準優勝の越谷サンシン。「できたこと」「できなかったこと」を持ち帰り、次の舞台での躍進を


初優勝を狙った越谷サンシンは相手の厳しいプレスの前に押し込まれる時間が続くと前後半の立ち上がりと前半終了間際に3失点。後半17分に小林将也のシュートがポストをかすめ、そこから得たフリーキックからもゴールに迫ったが、相手の好守などもあり得点を奪えずに敗れた。

長妻祐次監督は「(前半の2失点もあり)ゲームのプランがなかなか作れなかった。後半の立ち上がりもむやみに蹴り返して、拾われて、3点目を入れられてしまった。相手のプレッシャーもある中で普段からやらなきゃいけないことをできなかった」。チームとして目指す、良い判断をしながらボールを運んでいくスタイルを決勝で発揮することはできなかったことを悔やんだ。

試合が終わると自然と涙がこぼれた。「やっぱり初の優勝を狙いたかったので…」と藤田颯ノ介。主将の蓮沼倖長は「すぐは実感がなかったけど、ベンチに戻った時に監督とかから声をかけられて、そこで泣いてしまいました」。最後のタイトルにかける想いは強かっただけに感情があふれた。

それでも今大会は堂々の決勝進出。「もともとみんな力はあった」(長妻監督)という中で全日本予選や4種選手権では力を発揮することができなかったが、「この大会の前にも走ってきたりしていたので、その練習の成果が出せて、決勝に行けたのかなと思います」と蓮沼主将は振り返る。

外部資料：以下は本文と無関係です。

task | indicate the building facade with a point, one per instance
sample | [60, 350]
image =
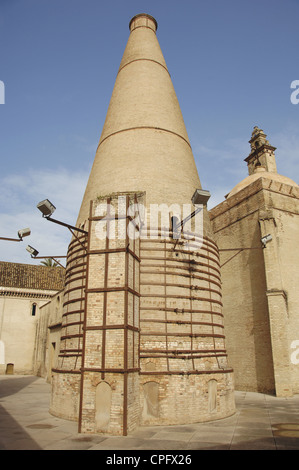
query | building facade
[24, 290]
[257, 232]
[142, 339]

課題も感じた中で「できた」と感じることもある。蓮沼にとってそれは「ボールを跳ね返すこと」や「声かけ」であり、藤田にとっては「ボールを収めること」。また今大会出場したすべての選手がそれを感じたことだろう。「できたこと、できなかったこと。1回戦から今日まであるんですけど、それを全部ちゃんと自分で整理して、次にやっぱり繋げていってほしいですね」と長沼監督。「できたこと」と「できなかったこと」、2つを持ち帰り、中学年代での飛躍の糧とする。